As in, “We should rely on churches and a for-profit ‘disaster industry’ to save lives and rebuild devastated communities.”
The only problem with that logic and assertion is that it didn’t work in the past, which is why FEMA was created in the first place.
As we learned in Tennessee last year, when for-profit subscription firefighters sat by and watched a family’s home burn down, turning the commons into a profit center is insane.
But that’s what Mitt Romney and Republicans support. Or at the very least, they support sending disaster relief back to the states. As in, “Sorry Louisiana, you’re on your own!”
Even more bizarre, Romney and corporatist Republicans want to privatize FEMA just as climate change-induced storms are increasing. Cash-strapped communities in Michigan are turning off streetlights and taking cops off the streets, but Mitt Romney wants them to foot the bill for natural disasters, too.

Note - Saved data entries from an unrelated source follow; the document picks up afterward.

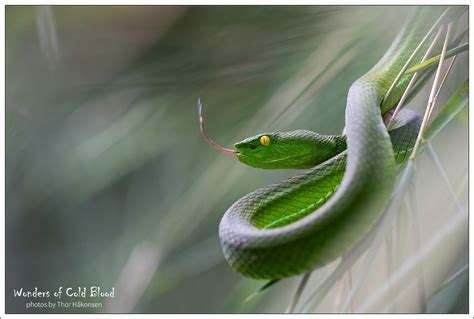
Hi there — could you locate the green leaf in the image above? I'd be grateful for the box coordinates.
[425,79,468,140]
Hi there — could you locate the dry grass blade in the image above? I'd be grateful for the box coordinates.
[427,38,464,121]
[383,8,450,105]
[388,27,443,127]
[410,23,452,160]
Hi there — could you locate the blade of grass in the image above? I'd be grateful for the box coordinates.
[405,42,468,74]
[243,279,279,304]
[286,272,312,313]
[358,209,467,312]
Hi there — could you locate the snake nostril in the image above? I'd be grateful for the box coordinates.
[250,145,257,150]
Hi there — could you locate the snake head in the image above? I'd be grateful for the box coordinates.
[234,130,346,170]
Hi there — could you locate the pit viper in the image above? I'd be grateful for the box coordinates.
[200,7,448,279]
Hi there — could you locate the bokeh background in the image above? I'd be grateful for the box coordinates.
[6,5,468,313]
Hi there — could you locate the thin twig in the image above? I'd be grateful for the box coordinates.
[410,23,452,160]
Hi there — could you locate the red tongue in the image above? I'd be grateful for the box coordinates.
[198,97,239,155]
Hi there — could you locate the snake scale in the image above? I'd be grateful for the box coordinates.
[201,7,446,279]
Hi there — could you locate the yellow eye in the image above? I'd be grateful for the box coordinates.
[260,135,270,146]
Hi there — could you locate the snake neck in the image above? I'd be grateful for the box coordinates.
[301,133,347,169]
[272,132,347,169]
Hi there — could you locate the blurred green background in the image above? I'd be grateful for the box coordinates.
[6,5,468,313]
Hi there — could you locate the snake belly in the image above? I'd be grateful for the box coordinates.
[219,8,440,279]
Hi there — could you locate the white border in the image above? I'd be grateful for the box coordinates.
[1,2,471,318]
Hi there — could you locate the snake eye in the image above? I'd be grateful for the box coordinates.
[260,135,270,146]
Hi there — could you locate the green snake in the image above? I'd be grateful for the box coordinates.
[200,7,445,279]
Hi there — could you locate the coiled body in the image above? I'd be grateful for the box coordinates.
[219,8,439,279]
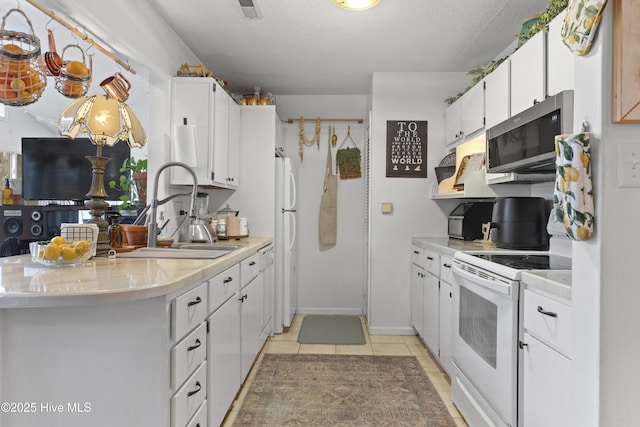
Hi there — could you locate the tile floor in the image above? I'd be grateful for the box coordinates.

Republicans in Congress have chipped away at our disaster relief commons. In virtually each and every budget showdown, they’ve demanded massive cuts to FEMA’s budget, along with cuts to weather preparedness agencies like NOAA. After all, they have to pay for a $5 trillion tax cut for the top 1% somehow.
Perhaps when Romney trashed FEMA during the primaries, he was just attempting to appeal to the far-right Republican base and he doesn’t really believe FEMA should be privatized. But House Republicans have already acted to limit the agency’s ability to respond to disasters. Among other examples, even after unprecedented, deadly tornados in Joplin and the freak damage caused by Hurricane Irene, House Republicans held up replenishing FEMA funds and demanded local communities ante up more than what’s historically been required.

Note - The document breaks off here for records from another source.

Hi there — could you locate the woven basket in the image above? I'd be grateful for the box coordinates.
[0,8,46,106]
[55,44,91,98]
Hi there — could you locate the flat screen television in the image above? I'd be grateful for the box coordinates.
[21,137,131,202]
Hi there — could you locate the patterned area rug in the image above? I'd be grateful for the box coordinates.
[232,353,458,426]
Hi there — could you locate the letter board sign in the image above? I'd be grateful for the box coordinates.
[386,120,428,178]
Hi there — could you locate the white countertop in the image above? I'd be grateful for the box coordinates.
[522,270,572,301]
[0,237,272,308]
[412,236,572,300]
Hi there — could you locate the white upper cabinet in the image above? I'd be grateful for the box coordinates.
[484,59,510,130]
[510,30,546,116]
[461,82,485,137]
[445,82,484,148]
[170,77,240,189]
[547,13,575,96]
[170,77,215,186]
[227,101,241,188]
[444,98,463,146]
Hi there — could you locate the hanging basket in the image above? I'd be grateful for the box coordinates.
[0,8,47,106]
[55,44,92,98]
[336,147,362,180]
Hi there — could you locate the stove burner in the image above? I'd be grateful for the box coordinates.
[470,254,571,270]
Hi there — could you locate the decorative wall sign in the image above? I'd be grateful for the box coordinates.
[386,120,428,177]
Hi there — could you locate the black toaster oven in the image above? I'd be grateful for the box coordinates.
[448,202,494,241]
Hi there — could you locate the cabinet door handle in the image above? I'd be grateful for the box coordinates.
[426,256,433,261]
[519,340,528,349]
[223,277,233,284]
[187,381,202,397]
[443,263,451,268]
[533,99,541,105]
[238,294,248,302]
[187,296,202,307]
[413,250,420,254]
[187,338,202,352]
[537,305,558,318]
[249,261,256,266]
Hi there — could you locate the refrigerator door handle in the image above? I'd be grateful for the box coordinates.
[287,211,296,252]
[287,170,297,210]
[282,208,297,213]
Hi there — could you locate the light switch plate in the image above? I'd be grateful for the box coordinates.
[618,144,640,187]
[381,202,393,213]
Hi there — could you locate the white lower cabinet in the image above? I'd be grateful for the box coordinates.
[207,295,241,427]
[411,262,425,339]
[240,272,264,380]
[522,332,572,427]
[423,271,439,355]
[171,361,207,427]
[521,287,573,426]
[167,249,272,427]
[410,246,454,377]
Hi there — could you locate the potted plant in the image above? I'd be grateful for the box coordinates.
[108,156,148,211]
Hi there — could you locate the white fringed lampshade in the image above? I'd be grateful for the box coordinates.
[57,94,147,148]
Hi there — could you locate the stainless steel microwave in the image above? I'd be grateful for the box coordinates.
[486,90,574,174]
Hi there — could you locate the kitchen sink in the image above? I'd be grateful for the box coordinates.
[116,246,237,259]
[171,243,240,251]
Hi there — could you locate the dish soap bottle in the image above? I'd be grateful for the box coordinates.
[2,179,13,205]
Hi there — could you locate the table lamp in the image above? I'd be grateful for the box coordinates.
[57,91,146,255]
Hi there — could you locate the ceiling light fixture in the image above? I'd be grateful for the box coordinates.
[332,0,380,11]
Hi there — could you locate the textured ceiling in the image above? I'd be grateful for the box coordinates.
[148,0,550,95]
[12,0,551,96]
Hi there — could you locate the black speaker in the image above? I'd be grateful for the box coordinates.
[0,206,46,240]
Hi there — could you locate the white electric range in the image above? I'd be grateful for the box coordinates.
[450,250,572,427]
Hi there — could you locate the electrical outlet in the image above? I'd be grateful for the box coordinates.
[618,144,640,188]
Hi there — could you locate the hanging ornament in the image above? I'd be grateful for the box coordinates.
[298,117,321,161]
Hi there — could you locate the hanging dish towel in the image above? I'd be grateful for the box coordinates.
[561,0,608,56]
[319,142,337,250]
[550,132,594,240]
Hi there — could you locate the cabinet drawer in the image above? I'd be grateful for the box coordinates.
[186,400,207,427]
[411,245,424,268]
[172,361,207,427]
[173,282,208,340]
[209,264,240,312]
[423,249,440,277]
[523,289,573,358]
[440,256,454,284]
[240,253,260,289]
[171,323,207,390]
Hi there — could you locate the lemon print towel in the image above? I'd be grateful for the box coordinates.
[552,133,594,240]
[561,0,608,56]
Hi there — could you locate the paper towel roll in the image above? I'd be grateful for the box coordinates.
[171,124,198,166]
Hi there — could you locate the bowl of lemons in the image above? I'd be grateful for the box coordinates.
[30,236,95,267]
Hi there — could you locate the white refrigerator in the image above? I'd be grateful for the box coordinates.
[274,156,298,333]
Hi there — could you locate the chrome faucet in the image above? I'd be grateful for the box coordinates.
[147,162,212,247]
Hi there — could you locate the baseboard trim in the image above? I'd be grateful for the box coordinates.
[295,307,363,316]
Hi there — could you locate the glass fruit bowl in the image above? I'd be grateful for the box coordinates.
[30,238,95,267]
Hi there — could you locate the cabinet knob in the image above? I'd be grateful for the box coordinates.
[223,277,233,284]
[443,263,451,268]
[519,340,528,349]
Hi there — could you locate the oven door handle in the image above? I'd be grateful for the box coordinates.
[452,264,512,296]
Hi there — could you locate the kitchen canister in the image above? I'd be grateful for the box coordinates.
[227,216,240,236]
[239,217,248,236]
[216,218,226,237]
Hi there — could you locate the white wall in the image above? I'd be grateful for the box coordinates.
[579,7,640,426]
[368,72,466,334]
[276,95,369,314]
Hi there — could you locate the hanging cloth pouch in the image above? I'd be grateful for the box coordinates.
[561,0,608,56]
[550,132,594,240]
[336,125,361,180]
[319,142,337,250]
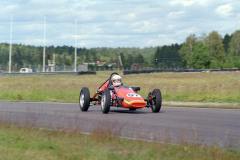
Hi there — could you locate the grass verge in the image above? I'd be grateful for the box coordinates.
[163,101,240,109]
[0,124,239,160]
[0,71,239,108]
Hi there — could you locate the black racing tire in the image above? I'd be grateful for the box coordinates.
[101,89,111,114]
[79,87,90,111]
[151,89,162,113]
[129,108,136,111]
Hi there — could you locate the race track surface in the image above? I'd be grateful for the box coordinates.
[0,102,239,149]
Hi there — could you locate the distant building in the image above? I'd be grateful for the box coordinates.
[96,61,106,66]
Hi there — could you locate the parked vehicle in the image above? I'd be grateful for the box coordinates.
[20,68,33,73]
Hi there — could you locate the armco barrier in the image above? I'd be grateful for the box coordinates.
[123,69,240,75]
[0,71,96,76]
[76,71,96,75]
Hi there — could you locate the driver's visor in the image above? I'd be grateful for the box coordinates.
[113,79,121,82]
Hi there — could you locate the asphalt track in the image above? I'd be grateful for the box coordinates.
[0,101,239,149]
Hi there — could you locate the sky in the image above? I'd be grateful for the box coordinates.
[0,0,239,48]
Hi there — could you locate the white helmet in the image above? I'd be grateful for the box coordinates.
[112,75,122,87]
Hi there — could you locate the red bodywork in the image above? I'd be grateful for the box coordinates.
[92,80,147,109]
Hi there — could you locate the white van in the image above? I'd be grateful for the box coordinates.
[20,68,33,73]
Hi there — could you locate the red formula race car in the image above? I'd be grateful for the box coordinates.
[79,72,162,114]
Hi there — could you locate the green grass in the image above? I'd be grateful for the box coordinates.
[0,124,239,160]
[1,72,240,159]
[0,71,239,106]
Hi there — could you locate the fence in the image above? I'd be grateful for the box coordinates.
[123,68,240,75]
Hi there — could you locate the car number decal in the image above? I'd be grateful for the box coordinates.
[127,93,141,97]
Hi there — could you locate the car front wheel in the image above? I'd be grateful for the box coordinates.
[101,89,111,114]
[151,89,162,113]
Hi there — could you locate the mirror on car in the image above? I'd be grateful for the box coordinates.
[132,87,140,92]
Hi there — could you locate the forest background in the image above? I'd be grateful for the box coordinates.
[0,30,239,71]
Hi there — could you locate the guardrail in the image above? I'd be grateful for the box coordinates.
[123,68,240,75]
[1,69,239,76]
[0,71,96,76]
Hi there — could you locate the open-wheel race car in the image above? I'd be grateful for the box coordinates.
[79,72,162,114]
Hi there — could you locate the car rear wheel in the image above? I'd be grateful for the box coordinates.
[151,89,162,113]
[79,87,90,111]
[101,89,111,114]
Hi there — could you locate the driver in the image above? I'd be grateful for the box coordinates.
[112,75,122,87]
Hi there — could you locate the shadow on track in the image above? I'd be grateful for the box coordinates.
[109,109,165,114]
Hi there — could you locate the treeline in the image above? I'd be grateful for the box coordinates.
[0,30,239,71]
[178,30,240,69]
[154,30,240,69]
[0,44,156,70]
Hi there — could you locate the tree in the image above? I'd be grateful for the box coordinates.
[135,53,144,63]
[154,47,161,67]
[154,44,182,69]
[0,43,9,68]
[228,30,240,68]
[179,34,198,68]
[125,54,133,70]
[190,42,210,69]
[223,34,232,54]
[206,31,225,68]
[13,47,23,68]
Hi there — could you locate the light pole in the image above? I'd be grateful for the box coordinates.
[74,18,77,72]
[43,16,46,72]
[9,14,13,73]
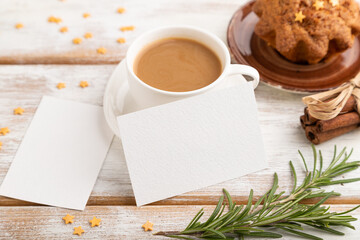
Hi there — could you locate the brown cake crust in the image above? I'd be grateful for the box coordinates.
[253,0,360,64]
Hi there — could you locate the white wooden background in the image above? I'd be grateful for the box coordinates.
[0,0,360,239]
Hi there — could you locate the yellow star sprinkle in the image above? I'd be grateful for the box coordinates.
[89,216,101,227]
[142,221,153,231]
[15,23,23,29]
[14,107,24,115]
[120,26,135,32]
[62,214,74,224]
[295,11,306,23]
[59,27,68,33]
[73,226,84,236]
[48,16,62,24]
[117,38,126,44]
[313,0,324,10]
[117,7,126,14]
[0,141,2,150]
[330,0,339,7]
[84,32,93,39]
[83,13,91,18]
[97,47,107,54]
[79,81,89,88]
[0,127,10,136]
[73,38,82,44]
[57,82,66,89]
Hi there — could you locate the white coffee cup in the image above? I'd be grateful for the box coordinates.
[125,26,259,108]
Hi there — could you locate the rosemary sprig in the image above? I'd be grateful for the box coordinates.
[155,146,360,240]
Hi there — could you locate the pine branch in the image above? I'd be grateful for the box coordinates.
[154,146,360,240]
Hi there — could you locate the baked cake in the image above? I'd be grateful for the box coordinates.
[253,0,360,64]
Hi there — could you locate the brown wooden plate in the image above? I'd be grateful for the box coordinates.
[227,1,360,93]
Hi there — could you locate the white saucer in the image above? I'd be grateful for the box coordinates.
[103,60,142,138]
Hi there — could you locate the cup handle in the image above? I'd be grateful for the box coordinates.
[225,64,260,89]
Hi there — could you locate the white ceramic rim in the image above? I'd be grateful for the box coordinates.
[126,25,231,97]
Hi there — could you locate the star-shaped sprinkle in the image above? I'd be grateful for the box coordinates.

This attack against FEMA and our commons is also an attack on poor and working class Americans.
It’s generally much easier for the wealthy to ride out Hurricanes from the comfort of their second vacation homes. They can even live-tweet what they see on the Weather Channel. It’s much easier for the wealthy to pay for home repairs with their top-of-the-line home insurance plans. And the rich never miss a few paychecks because they can’t get to work; people like Mitt Romney and Paris Hilton get their dividend checks wherever they are and whatever they’re doing.

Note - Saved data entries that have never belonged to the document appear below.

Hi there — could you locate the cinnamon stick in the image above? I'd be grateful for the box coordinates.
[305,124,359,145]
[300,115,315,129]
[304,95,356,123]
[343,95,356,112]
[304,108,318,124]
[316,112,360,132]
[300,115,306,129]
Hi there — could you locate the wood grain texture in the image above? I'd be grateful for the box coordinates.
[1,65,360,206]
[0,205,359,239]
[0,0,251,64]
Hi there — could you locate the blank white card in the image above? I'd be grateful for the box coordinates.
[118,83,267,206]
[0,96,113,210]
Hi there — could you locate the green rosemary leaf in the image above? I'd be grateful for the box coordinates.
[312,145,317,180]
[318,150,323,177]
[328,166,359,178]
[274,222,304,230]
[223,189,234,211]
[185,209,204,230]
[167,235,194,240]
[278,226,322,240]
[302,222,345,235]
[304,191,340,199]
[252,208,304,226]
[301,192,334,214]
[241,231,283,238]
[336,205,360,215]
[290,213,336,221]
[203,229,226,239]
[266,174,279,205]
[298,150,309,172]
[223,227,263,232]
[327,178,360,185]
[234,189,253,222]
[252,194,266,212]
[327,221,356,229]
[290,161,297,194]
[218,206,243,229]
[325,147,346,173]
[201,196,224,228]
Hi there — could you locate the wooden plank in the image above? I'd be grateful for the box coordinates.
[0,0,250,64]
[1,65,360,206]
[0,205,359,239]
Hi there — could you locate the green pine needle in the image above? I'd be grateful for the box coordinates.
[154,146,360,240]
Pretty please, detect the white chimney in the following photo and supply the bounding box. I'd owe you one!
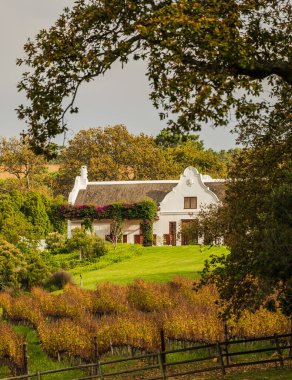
[81,166,88,180]
[68,166,88,204]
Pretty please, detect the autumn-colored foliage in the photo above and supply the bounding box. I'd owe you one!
[0,322,25,375]
[0,279,290,363]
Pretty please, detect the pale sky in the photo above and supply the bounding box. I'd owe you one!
[0,0,238,150]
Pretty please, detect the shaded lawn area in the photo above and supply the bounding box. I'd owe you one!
[73,245,227,289]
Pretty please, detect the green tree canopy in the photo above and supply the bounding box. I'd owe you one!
[0,190,65,244]
[55,125,173,194]
[0,239,51,291]
[17,0,291,155]
[155,128,204,149]
[165,141,227,178]
[0,239,26,291]
[201,84,292,317]
[66,227,108,261]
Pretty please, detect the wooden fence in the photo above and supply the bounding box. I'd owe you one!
[2,332,292,380]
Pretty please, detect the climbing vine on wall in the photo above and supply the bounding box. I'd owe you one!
[58,199,158,246]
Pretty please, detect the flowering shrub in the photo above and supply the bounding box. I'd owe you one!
[58,200,157,222]
[58,200,158,246]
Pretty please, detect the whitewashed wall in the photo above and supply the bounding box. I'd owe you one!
[153,167,219,245]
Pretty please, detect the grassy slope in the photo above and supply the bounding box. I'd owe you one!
[74,245,228,289]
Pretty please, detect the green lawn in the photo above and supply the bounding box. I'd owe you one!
[72,245,227,289]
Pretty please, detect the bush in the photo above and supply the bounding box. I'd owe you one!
[66,228,108,260]
[47,270,74,290]
[0,239,26,291]
[21,251,51,290]
[45,232,67,254]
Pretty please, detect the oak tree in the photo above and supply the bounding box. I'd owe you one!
[17,0,291,155]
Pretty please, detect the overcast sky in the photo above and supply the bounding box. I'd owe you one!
[0,0,238,151]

But what about the America that lives in public housing or low-income neighborhoods? What about for the America that lives paycheck-to-paycheck, or just has a small nest-egg for retirement? Who doesn’t have Donald Trump’s private jet to spirit them away from danger? To them, Hurricane Sandy, and every natural disaster, is much more significant.
Everyone will need help after this long week, but to the working class it won’t just be about having the butler clean out a fridge full of unused food. It could be about life-and-death, as we tragically learned after Katrina.
Should we tell Americans that they’re on their own? Or should we, as the wealthiest nation on Earth, uphold that agreement between each other that we’re all in this together, and that when a community in Southern New Jersey is wiped away, a community in Southern California is providing aid to help rebuild?
This cuts to the core difference between conservatives – who think the commons should be a profit center for companies like Bain – and progressives, who believe we’re all in this together and government run by “we the people” has an obligation to help when disaster hits. This is a fundamental political and moral choice.
And one we need, as a nation, to address soon, because on this rapidly warming planet Earth, these types of storms will keep happening with ever-increasing frequency.
Are we a nation of Romney-type hustlers looking to make a buck off everything from outsourcing to disaster relief? Or are we a nation of barn-builders, who pull together when faced with adversity and help each other out.